Friday, May 16, 2008
I previously blogged Dean Saul Levmore's decision to pull Internet access out of the University of Chicago's law school classrooms (as well as Doonesbury's great take on the issue). Ian Ayres (Yale), who launched the anti-laptops in the classroom movement in 2001 with his New York Times op-ed, applauds Chicago's laptop ban on Freakonomics:
In praising Levmore, I should be clear that there is no good a priori argument against multitasking. The case is at best an empirically-informed hunch about what is the best way to teach. I see some power to a parentalism argument that teachers should ban surfing because it impedes students’ ability to learn.
Law students are adults who generally can decide for themselves what is in their best interest — but I still don’t think it would be a good idea to have beer or magazines available in class. As someone who has played way too much Minesweeper in my day, I think some activities are just a bit too tempting.
Still, I’m worried that my own weakness is leading me to take away the rights of others. My sainted father brought me up short when, after reading my original oped, he said, “I thought you were a liberal?”
The “negative externalities” of surfing provide a stronger basis for switching the default:
The laptop screen is a billboard that is very visible to other students sitting behind the gamer. Surfing and game playing in particular can be very distracting — both visually and in the signal they send to others that you don’t care about class. Multitasking also makes students less present as participants in class discussion. Surfing doesn’t stop students from taking notes, but it degrades the quality of their attention. ...
In recent years, I’ve tried to balance student liberty with my negative externality concern by allowing surfing, but only in the back row of class. In the back row, at least, it isn’t a visual distraction. And I view these back-benchers as virtually a step away from non-attendance.
But what’s still missing is basic information on how much surfing is going on. (Levmore claims, “Every teacher underestimates the amount of Internet surfing going on,” in his or her classroom.) The content of the laptop screen is visible to the class, but remains a mystery to the professoriate. I still hear colleagues tell me that surfing is not a problem in their class because they walk around the room.

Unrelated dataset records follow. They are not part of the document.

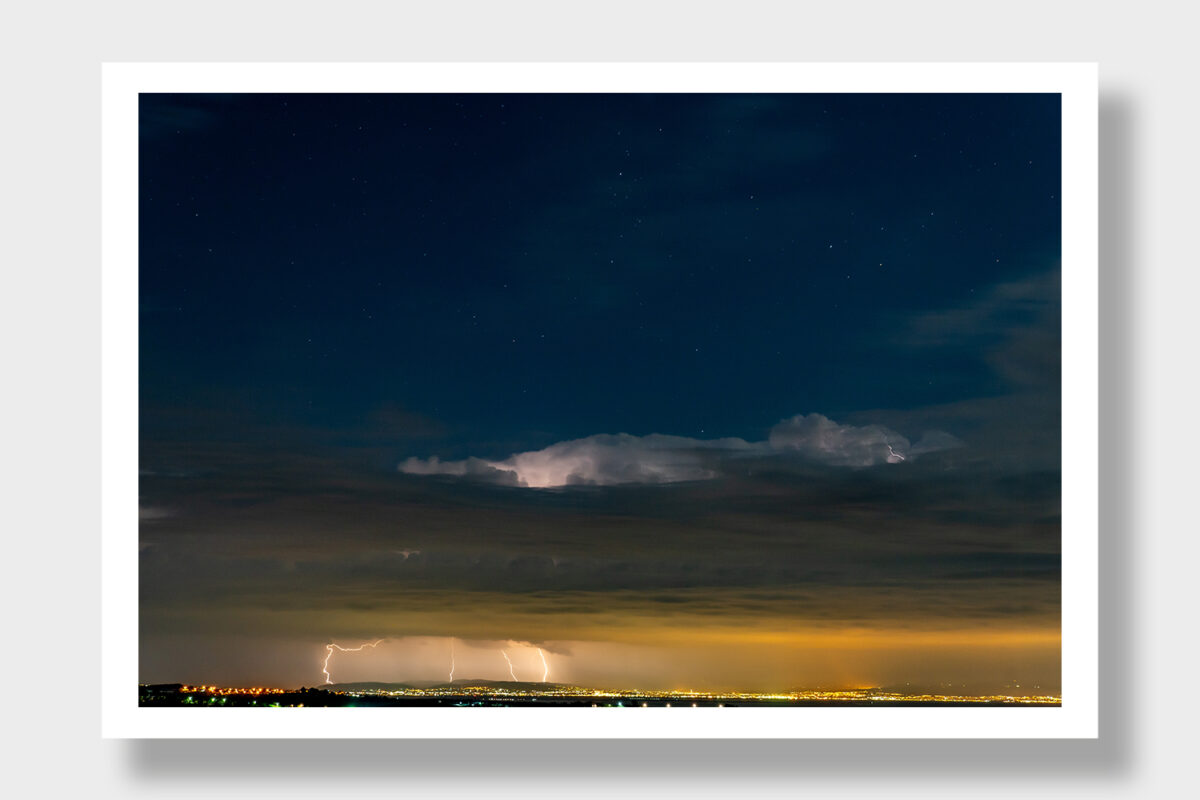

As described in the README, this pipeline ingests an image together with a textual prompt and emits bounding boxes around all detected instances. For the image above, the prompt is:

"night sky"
[139,95,1061,692]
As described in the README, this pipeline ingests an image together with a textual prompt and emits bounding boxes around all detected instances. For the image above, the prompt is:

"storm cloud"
[400,414,962,488]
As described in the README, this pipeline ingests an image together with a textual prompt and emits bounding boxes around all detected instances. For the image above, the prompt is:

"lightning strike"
[320,639,383,684]
[500,650,517,680]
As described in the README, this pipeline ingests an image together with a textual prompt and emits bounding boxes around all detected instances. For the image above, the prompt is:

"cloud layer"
[400,414,962,488]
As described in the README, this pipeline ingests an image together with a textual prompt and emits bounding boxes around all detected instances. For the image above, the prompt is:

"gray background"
[0,0,1200,798]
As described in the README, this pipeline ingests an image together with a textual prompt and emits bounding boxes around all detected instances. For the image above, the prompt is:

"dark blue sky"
[139,95,1060,457]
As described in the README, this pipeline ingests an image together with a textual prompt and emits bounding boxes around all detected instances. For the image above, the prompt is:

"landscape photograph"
[138,92,1063,718]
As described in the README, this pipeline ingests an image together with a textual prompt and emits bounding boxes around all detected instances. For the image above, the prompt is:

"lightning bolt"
[500,650,517,680]
[320,639,383,684]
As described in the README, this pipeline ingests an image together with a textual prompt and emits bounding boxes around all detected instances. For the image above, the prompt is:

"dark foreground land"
[138,681,1062,708]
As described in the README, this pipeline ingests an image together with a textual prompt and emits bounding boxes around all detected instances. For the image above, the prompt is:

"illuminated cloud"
[768,414,908,467]
[400,414,961,488]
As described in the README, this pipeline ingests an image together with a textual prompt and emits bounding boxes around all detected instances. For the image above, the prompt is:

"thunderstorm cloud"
[400,414,962,488]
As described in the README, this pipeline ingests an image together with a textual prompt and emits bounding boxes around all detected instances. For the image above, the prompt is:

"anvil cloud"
[400,414,962,488]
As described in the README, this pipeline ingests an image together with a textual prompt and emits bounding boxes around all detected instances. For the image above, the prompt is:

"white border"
[101,64,1098,739]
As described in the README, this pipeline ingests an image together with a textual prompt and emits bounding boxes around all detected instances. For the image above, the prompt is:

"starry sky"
[139,95,1061,692]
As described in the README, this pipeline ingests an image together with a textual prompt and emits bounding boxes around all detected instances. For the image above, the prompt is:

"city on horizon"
[138,94,1062,705]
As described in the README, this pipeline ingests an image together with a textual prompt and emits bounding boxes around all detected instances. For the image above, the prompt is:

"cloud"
[768,414,908,467]
[400,414,962,488]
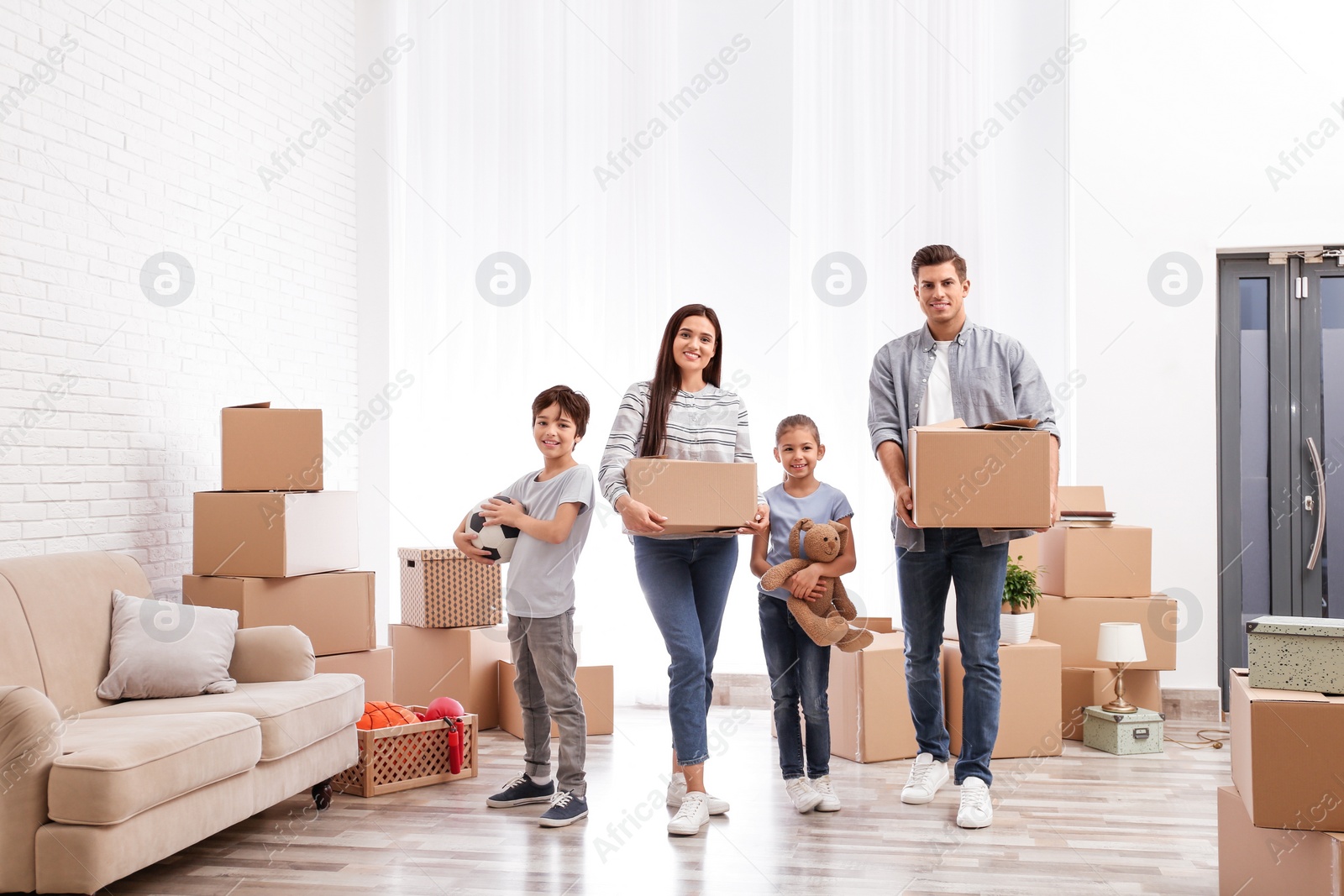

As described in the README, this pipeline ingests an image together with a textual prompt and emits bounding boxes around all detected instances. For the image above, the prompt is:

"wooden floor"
[105,706,1230,896]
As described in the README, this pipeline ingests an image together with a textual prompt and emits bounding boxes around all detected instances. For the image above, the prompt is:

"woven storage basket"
[332,706,477,797]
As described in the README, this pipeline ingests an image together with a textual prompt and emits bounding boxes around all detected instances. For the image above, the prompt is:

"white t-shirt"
[919,340,957,426]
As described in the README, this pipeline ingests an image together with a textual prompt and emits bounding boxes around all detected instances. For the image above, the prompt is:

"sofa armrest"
[0,685,65,893]
[228,626,313,684]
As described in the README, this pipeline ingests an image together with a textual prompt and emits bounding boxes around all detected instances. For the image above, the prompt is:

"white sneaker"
[957,778,995,827]
[668,790,710,837]
[668,771,728,815]
[900,752,948,806]
[784,778,822,814]
[811,775,840,811]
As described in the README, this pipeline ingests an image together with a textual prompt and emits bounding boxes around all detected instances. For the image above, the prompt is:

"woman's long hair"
[640,305,723,457]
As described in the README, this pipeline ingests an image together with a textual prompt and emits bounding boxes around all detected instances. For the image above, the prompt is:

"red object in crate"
[448,719,462,775]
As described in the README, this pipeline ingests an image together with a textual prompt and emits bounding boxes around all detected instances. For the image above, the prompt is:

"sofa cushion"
[83,674,365,762]
[47,712,260,825]
[98,591,238,700]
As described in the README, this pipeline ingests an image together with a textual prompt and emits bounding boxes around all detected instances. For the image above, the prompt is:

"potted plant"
[999,553,1040,643]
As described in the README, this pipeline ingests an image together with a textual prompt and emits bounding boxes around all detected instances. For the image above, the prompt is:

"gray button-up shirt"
[869,320,1059,551]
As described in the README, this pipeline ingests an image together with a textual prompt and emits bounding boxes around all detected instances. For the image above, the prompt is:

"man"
[869,246,1059,827]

In a world where alt -tab quickly shifts between windows, it is a fantasy to think that walking around is a sufficient deterrent. ...
But even here, students push back that the implicit contract was also that professors would not teach badly. Some students see surfing as a medication to reduce the annoyance of poor pedagogy. Indeed, some clever students have even argued that surfing has a positive externality — Ayres and Levitt and Wolfers will have better incentives to teach well if they have to compete for students’ attention.